I think that not investing in and developing our industrial park sites poses big risk and missed opportunities. We need to stay ahead of the curve in developing products that industry can move into. Industrial development is so important because of the large mitigation of our utility rates that we get from an industry that uses electricity, water and natural gas. Adding houses rooftops and families is important. With those come the cost of unique infrastructure needs and increased capacity of police and fire services. We need to make sure that our balance in this area is good. Our downtown growth and development is important. The risk here is that if we don’t have a vibrant downtown, we are less attractive for all types of growth. Infrastructure maintenance and replacement is a huge issue nationwide. Most of the country is on a 200-year replacement cycle for water and sewer utilities. We need to make sure we are ahead of this curve. It is a public health and quality of life issue.

Roth:  Top three priorities are:

  1. PMPA- audit of the utility rate stabilization fund – expiration of our supplemental power contract in 2029.This is our greatest risk. Economic development is our best option to reduce or eliminate this risk.
  2. Start and finish the Police and Fire Complex- $7million
  3. Start and Finish the Recreation Complex- NO MORE DELAYS

If elected, what are your top three priorities (be specific)?

Randall:  My three priorities will be:

  1. Jobs
  2. Managing smart growth and quality of life for all citizens
  3. Encouraging investment in industry and downtown

All things we do as a city are interrelated. We boost jobs through initiatives like the entrepreneurial cooperatives with PC. I’m also glad to see the small business incubator idea that we were working on10 years ago being talked about again. Managing smart growth and enhancing the quality of life of our citizens will take some extra effort on planning and coordination the projects that we currently are involved in so that we finish projects without getting ahead of ourselves. Encouraging investment in industry and downtown are the life blood of our future.

Roth:  Same as #7 above.

If elected, how do you intend to change or improve the City’s partnerships with the City of Laurens, Presbyterian College, Laurens County Development Corporation, and other community stakeholders?

Randall:  I believe that one of my personal strengths is relationship building. All these partners are important to Clinton and Clinton is important to our partners. We are all better when we work together.

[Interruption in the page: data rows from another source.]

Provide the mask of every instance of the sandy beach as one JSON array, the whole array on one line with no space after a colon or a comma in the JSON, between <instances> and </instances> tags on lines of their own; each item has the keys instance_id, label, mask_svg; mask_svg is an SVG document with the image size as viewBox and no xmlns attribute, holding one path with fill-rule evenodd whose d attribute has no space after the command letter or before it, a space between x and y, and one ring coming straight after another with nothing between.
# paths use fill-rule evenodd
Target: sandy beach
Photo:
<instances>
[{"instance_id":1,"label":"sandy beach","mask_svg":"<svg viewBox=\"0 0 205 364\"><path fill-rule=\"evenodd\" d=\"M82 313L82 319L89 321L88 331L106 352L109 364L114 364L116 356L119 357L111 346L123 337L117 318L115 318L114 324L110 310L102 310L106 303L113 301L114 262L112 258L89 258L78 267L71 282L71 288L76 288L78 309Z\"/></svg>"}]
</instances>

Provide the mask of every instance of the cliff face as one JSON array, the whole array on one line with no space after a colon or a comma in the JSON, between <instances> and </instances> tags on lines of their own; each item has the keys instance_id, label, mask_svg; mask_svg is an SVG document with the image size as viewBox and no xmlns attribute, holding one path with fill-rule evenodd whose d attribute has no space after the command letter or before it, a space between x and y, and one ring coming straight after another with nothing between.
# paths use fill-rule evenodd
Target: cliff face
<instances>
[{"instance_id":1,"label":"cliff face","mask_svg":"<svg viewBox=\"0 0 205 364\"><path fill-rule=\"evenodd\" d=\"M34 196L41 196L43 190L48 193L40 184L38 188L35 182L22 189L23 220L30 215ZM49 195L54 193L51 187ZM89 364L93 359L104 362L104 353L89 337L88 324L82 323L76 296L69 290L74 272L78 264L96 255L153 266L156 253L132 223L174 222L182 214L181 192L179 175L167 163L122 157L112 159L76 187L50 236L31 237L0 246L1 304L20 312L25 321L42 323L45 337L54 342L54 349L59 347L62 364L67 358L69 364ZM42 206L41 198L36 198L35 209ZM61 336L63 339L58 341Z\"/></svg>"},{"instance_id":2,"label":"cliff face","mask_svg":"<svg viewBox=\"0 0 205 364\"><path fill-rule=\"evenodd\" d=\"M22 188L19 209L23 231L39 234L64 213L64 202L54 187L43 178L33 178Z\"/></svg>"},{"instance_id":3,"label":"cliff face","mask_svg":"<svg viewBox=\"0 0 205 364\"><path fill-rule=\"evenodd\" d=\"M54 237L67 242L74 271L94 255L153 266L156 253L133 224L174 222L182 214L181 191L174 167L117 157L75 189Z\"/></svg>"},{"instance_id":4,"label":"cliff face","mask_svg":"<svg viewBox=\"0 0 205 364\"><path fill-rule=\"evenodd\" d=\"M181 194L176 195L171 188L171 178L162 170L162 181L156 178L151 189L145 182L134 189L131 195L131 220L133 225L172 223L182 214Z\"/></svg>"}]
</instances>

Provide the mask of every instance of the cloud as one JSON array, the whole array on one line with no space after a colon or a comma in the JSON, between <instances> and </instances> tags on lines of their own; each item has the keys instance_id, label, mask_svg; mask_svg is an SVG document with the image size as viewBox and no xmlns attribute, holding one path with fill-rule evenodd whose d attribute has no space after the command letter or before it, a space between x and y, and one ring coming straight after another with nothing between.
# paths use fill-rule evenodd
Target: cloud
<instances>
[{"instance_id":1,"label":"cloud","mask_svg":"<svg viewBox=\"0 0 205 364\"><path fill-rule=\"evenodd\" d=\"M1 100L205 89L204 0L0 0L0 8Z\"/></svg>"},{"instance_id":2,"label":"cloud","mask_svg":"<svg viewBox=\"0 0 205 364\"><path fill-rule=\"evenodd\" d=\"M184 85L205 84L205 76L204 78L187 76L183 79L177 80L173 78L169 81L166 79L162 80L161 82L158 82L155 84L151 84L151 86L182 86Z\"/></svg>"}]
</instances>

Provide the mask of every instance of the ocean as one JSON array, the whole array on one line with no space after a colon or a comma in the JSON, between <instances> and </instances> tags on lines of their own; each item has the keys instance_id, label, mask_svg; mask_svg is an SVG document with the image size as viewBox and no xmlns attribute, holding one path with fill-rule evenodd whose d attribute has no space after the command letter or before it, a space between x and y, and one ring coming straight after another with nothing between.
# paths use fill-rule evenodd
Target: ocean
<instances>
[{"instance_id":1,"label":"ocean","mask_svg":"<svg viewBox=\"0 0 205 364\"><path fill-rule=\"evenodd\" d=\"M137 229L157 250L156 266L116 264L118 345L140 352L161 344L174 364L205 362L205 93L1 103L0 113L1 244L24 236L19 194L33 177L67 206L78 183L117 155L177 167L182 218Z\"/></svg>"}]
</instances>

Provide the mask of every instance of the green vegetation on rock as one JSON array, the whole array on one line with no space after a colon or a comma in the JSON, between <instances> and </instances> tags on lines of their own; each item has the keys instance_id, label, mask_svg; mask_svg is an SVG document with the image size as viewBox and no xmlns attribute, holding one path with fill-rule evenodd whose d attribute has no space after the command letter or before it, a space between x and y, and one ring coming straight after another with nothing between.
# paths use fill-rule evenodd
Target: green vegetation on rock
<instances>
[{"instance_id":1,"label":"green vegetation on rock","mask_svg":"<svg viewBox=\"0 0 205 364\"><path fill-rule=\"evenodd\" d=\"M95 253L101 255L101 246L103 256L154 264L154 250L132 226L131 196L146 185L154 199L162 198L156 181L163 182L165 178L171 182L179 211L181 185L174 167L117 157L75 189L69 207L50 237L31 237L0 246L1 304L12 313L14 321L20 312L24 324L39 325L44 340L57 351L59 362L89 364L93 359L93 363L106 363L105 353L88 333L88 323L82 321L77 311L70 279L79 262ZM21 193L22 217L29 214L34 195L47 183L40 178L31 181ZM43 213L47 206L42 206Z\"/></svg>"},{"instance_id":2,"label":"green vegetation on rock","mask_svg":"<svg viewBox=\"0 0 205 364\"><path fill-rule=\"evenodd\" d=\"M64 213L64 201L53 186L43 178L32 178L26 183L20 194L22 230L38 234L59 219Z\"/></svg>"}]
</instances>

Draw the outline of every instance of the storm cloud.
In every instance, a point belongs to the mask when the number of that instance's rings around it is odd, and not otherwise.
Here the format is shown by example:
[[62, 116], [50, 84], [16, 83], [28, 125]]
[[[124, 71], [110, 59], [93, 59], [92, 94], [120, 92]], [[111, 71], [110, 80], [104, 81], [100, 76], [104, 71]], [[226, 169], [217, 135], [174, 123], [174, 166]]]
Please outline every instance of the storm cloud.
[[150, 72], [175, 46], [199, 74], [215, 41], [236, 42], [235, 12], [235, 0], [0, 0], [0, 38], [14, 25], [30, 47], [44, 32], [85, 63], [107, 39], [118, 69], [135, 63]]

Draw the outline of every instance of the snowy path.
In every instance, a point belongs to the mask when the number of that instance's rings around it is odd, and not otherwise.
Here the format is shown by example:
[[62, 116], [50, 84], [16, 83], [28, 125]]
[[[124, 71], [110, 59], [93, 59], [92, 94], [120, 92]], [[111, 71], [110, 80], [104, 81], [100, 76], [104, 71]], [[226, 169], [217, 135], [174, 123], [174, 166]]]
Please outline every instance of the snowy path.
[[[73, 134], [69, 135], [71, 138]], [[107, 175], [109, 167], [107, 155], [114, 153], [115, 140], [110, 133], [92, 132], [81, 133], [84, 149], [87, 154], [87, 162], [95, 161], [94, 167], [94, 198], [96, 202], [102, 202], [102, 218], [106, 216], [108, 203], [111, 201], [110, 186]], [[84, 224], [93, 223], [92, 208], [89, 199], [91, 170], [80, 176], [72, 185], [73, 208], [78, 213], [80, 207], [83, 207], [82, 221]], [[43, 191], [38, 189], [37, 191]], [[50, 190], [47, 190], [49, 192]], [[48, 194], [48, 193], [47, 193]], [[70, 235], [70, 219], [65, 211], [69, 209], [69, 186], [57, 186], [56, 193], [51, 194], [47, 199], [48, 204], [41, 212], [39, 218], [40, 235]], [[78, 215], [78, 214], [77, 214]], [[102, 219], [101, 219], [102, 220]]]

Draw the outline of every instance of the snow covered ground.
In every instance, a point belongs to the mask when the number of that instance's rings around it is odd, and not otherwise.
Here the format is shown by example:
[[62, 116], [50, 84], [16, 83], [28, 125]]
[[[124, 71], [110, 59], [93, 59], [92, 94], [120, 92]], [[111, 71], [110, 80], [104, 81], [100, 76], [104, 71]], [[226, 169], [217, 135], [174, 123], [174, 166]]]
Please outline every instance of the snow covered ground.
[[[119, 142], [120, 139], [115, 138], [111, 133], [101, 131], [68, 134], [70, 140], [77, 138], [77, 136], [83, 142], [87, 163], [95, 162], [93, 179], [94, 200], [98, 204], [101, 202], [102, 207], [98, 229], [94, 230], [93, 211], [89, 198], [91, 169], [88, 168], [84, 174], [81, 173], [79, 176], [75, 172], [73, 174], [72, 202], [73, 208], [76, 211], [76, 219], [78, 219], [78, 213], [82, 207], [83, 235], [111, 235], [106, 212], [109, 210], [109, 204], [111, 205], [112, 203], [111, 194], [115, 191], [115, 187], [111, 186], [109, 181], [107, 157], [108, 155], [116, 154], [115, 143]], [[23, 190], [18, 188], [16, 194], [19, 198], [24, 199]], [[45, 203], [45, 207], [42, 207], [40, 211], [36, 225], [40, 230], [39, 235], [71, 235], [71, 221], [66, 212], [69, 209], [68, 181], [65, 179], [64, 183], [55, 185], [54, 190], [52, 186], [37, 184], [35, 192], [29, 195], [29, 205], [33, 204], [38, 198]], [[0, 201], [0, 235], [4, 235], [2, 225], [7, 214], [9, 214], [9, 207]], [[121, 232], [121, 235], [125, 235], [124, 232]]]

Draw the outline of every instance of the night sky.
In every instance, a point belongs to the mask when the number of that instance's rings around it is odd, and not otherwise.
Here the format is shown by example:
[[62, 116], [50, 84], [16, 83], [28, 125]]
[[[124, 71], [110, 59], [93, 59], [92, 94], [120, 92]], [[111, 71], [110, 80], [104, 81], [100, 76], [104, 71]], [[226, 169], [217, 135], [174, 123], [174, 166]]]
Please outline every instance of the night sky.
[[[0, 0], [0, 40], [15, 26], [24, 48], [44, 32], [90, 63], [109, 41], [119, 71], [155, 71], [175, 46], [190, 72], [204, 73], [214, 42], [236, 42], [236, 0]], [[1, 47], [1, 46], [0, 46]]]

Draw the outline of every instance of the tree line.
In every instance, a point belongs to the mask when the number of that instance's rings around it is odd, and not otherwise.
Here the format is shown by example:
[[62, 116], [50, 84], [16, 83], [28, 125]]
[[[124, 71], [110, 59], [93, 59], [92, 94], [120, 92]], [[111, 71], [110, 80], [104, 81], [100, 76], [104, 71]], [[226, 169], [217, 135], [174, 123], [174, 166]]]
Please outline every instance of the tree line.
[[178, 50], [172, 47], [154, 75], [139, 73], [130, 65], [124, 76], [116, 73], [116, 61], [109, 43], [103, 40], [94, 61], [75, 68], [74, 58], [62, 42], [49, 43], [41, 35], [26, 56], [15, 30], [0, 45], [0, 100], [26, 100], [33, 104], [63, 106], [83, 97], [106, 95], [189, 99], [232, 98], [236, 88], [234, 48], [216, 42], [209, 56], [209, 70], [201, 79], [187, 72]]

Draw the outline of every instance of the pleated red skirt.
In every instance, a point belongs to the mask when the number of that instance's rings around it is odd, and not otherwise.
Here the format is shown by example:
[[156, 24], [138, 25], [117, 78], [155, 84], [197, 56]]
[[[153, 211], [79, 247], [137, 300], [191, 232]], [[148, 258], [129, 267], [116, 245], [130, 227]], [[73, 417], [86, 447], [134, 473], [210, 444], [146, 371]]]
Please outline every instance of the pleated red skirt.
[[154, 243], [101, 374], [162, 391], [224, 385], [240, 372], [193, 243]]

I will spend a lot of time strengthening relationships as needed, repairing relationships as needed, listening to our citizens and to our partners to make sure that we are maximizing opportunities that will benefit us all.

Roth:  We are a major city in Laurens County. With our incoming growth creating needs inside as well as outside the city, the City of Clinton should ensure that we have a beneficial, cooperative, respectful business relationship with all entities in the county. This additional growth will provide the city with the opportunity to improve our quality of life. This can be enhanced with a strong working relationship with Presbyterian College, Thornwell, schools, our churches, Clinton Canopy, Laurens County Trails and others.

Lastly, what is your strategy or what processes, and initiatives will you implement to achieve your vision?

Randall:  My strategy is to work within the framework of the council/manager form of government to be a voice and an advocate for the city of Clinton. I think that planning is important, so I hope we can initiate a process for a strategic plan that we can follow to ensure that we are accomplishing what our citizens want. My campaign slogan is “Positive Leadership, Experience, and Trust”. Hopefully we can build on these points to move our city forward. Being the Mayor is a worthy job. It is an honor to hold this position of trust and to be a servant leader. I always try to follow the verse in Micah 6:8 which says: Do justice, love kindness and walk humbly with your God.

Roth:  Where I can provide leadership, I will. Where I can provide management and guidance, I will. However, our best chance of success must include all six members of Council and the 100+ City of Clinton employees.